Les plantes racines et graines (8)

  • L’aigremoine : des études sont en cour pour évaluer ses effets sur les symptômes de la sclérose en plaques, du fait de ses propriétés anti-oxydantes et anti-inflammatoire sur le métabolisme.
  • L’Amrit Kalash utilisé en médecine ayurvédique, du fait de son action sur le système immunitaire pourrait aider le système immunitaire et diminuer la détérioration du système immunitaire.
  • L’Ashwagandha aussi issu de la médecine ayurvédique est utilisée pour lutter contre les douleurs chroniques, l’inflammation, la fatigue et le stress.
  • L’astragale est utilisé en médecine chinoise pour son action sur le système immunitaire. Elle est à utiliser avec précaution du fait de ses interactions avec certains médicaments.
  • L’épine-vinette est utilisée en Inde et au Moyen-Orient pour diminuer l’inflammation et combattre l’infection.
  • Les études concernant le venin d’abeille pour traiter la sclérose en plaques sont contradictoires et portent sur de faibles échantillons. Par contre le pollen est de plus en plus utilisé pour ses propriétés anti-oxydantes et anti-microbiennes.
  • Les feuilles de myrtilles auraient la capacité de réduire l’inflammation, améliorer la vision et protéger les fonctions cognitives.
  • Les racines de Bardanes favoriseraient la circulation et réduiraient l’inflammation. Ses propriétés anti-oxydantes et anti-inflammatoires sont en cours d’évaluation.
  • La camomille présenterait des effets antioxydants et antibactériens.
  • Le Chyawanprash est un mélange de fruits et de plantes en ayurvédique qui protégerait les fonctions cognitives (9) et favoriserait le système immunitaire (10) tout au moins chez l’animal.
  • La canneberge pourrait avoir des bénéfices pour les patients dont la vessie est atteinte.
  • Les racines et feuilles de pissenlit réduisent chez les animaux les effets de la fatigue et favoriseraient le système immunitaire (11).

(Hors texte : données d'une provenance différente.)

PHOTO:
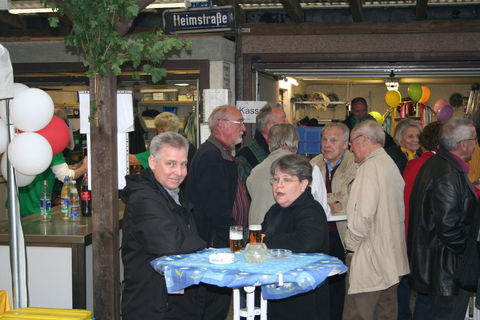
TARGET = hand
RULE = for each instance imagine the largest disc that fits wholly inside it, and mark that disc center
(132, 159)
(336, 207)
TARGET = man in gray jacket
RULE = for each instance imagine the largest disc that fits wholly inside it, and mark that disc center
(375, 237)
(283, 140)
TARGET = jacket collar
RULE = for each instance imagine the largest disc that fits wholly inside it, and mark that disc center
(447, 156)
(223, 151)
(261, 141)
(444, 154)
(373, 154)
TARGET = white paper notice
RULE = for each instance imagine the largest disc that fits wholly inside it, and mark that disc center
(124, 125)
(213, 98)
(249, 109)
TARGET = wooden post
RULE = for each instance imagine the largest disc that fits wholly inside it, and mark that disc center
(106, 286)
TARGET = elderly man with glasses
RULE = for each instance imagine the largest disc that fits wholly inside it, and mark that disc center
(442, 213)
(218, 194)
(256, 150)
(375, 236)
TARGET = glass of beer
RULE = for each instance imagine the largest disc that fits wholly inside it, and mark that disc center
(236, 238)
(255, 233)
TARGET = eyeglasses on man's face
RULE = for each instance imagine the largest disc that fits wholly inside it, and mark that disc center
(239, 122)
(469, 139)
(353, 139)
(277, 180)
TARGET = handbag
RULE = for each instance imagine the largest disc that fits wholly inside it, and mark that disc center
(467, 274)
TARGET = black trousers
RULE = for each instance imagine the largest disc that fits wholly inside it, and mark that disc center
(336, 284)
(448, 308)
(202, 302)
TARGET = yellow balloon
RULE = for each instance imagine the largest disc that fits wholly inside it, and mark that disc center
(425, 94)
(378, 117)
(393, 98)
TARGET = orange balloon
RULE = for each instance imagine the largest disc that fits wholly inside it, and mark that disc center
(425, 94)
(393, 98)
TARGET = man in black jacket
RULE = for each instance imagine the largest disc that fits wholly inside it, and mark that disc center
(442, 208)
(156, 223)
(218, 193)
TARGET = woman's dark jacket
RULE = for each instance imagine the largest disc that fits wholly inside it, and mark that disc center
(442, 207)
(301, 227)
(153, 226)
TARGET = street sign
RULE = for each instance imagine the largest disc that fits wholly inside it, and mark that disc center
(198, 3)
(198, 20)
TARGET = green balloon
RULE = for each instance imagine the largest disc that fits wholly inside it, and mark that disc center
(415, 92)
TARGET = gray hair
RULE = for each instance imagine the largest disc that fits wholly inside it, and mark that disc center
(172, 139)
(264, 116)
(167, 121)
(340, 125)
(295, 165)
(372, 130)
(218, 113)
(453, 131)
(402, 126)
(283, 135)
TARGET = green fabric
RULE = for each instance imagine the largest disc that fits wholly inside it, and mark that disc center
(143, 158)
(29, 196)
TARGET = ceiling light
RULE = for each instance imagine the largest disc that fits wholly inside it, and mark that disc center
(292, 81)
(391, 83)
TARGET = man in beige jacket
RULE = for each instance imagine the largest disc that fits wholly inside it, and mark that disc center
(338, 171)
(375, 236)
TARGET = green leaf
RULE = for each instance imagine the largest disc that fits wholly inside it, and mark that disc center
(53, 22)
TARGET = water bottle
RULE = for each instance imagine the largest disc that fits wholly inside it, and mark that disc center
(74, 204)
(86, 198)
(64, 198)
(45, 203)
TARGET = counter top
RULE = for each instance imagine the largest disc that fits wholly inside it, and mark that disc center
(57, 231)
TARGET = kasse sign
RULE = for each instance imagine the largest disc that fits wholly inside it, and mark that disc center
(198, 20)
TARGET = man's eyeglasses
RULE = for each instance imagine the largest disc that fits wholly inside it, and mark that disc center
(469, 139)
(240, 123)
(283, 181)
(353, 139)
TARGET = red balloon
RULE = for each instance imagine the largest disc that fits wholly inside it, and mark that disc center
(57, 134)
(439, 104)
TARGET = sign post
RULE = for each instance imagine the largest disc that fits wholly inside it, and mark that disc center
(198, 20)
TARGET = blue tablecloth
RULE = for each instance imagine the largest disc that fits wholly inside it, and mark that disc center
(300, 272)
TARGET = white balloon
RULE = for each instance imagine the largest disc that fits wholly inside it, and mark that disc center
(31, 110)
(17, 88)
(30, 153)
(22, 179)
(3, 136)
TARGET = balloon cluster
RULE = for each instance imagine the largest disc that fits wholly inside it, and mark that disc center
(416, 93)
(40, 134)
(443, 110)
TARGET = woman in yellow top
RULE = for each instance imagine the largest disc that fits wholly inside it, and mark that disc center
(407, 146)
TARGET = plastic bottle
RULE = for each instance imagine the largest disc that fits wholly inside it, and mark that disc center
(74, 204)
(45, 203)
(86, 198)
(64, 198)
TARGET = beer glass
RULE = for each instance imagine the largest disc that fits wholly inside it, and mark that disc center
(255, 233)
(236, 238)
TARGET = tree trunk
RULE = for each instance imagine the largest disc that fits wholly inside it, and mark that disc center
(103, 135)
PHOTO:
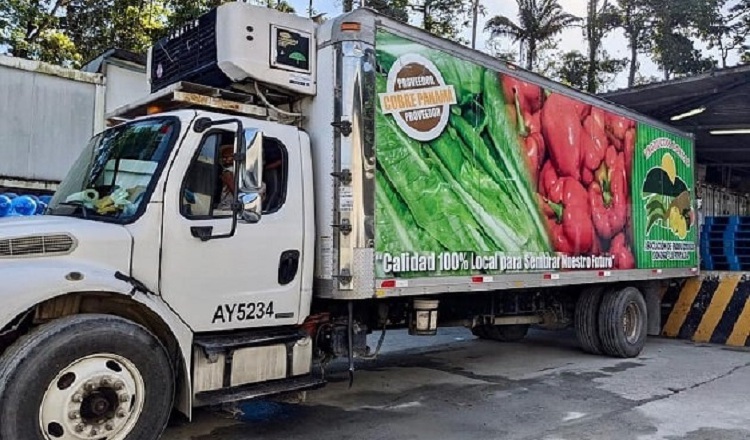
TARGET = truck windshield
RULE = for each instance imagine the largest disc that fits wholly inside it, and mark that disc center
(114, 175)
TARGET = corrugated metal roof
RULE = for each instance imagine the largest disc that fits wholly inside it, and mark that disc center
(725, 94)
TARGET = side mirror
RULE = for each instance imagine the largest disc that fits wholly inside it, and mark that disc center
(250, 175)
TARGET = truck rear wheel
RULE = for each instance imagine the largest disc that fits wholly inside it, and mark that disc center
(623, 322)
(586, 319)
(501, 333)
(86, 377)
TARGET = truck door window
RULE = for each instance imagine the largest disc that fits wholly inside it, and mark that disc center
(275, 174)
(208, 189)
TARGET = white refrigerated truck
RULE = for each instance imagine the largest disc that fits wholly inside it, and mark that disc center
(288, 188)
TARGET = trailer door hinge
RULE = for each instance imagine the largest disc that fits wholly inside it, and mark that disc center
(343, 127)
(345, 227)
(344, 276)
(345, 176)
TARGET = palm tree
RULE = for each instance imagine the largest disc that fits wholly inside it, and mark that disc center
(538, 22)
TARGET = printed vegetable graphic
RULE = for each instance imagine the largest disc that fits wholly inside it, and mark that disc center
(608, 195)
(624, 258)
(668, 199)
(563, 131)
(467, 190)
(568, 213)
(595, 144)
(529, 95)
(475, 164)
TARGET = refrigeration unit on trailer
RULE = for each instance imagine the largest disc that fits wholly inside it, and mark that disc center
(288, 188)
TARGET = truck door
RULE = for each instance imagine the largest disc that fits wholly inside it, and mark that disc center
(252, 278)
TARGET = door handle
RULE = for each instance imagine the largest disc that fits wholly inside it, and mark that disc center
(288, 266)
(202, 232)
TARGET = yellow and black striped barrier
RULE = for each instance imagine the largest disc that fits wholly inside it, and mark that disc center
(712, 308)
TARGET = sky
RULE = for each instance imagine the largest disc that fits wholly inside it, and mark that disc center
(572, 39)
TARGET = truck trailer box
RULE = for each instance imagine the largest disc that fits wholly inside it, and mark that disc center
(441, 169)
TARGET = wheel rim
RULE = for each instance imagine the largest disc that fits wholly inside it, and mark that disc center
(94, 398)
(631, 323)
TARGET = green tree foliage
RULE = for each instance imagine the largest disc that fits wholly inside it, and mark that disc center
(573, 69)
(97, 25)
(32, 29)
(633, 19)
(396, 9)
(671, 24)
(444, 18)
(601, 18)
(538, 21)
(727, 28)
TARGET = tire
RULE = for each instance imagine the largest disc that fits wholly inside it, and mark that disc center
(502, 333)
(623, 323)
(73, 373)
(586, 320)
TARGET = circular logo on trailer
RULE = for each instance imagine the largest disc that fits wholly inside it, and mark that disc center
(418, 97)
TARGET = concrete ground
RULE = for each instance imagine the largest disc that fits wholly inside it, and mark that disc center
(456, 387)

Elles contiendraient des antioxydants et des anti-inflammatoires (12).
  • Les propriétés anti-inflammatoires et neuro-protectrices du gingembre et d’autres épices sont en cours d’évaluation (13).
  • Les acides gras essentiels, oméga-3 et oméga-6 sont à l’étude et sont considérés comme une option prometteuse dans le traitement de la sclérose en plaque.
  • Les probiotiques, que l’on trouve sous forme de yaourts ou de suppléments, faciliteraient l’absorption alimentaire, chez les patients atteints de sclérose en plaque, qui présentent des difficultés à absorber des nutriments (14).
  • Le curcuma a des propriétés neuro-protectives connues (15). Ses propriétés anti-inflammatoires dans le cas de la sclérose en plaques sont prometteuse mais n’ont pas encore été suffisamment évaluées (16).

L’exercice physique

Taï chi et yoga favorisent la relaxation et diminuent le stress.

Les régimes

Il est important de se faire conseiller par son médecin ou son nutritionniste. Une alimentation adaptée permet d’aider l’organisme à lutter contre la maladie.

Les massages

Ils réduiraient le stress et la dépression. Bien qu’il n’y ait pas d’évidence scientifique quant à l’efficacité des massages pour lutter contre la sclérose en plaque, ils procurent une sensation de bien-être à de nombreux patients.

L’acupuncture

Au même titre que les massages, l’acupuncture est souvent utilisée. Bien que sans preuve scientifique, elle semble diminuer certains symptômes.

La marijuana

Bien que sa consommation soit interdite dans de nombreux endroits elle semble avoir des effets bénéfiques sur les spasmes musculaires.

Finalement, de nombreuses recherches sont encore nécessaires pour mieux connaitre la sclérose en plaques et trouver un traitement. La variabilité de ses formes en font une maladie difficile à étudier et à traiter.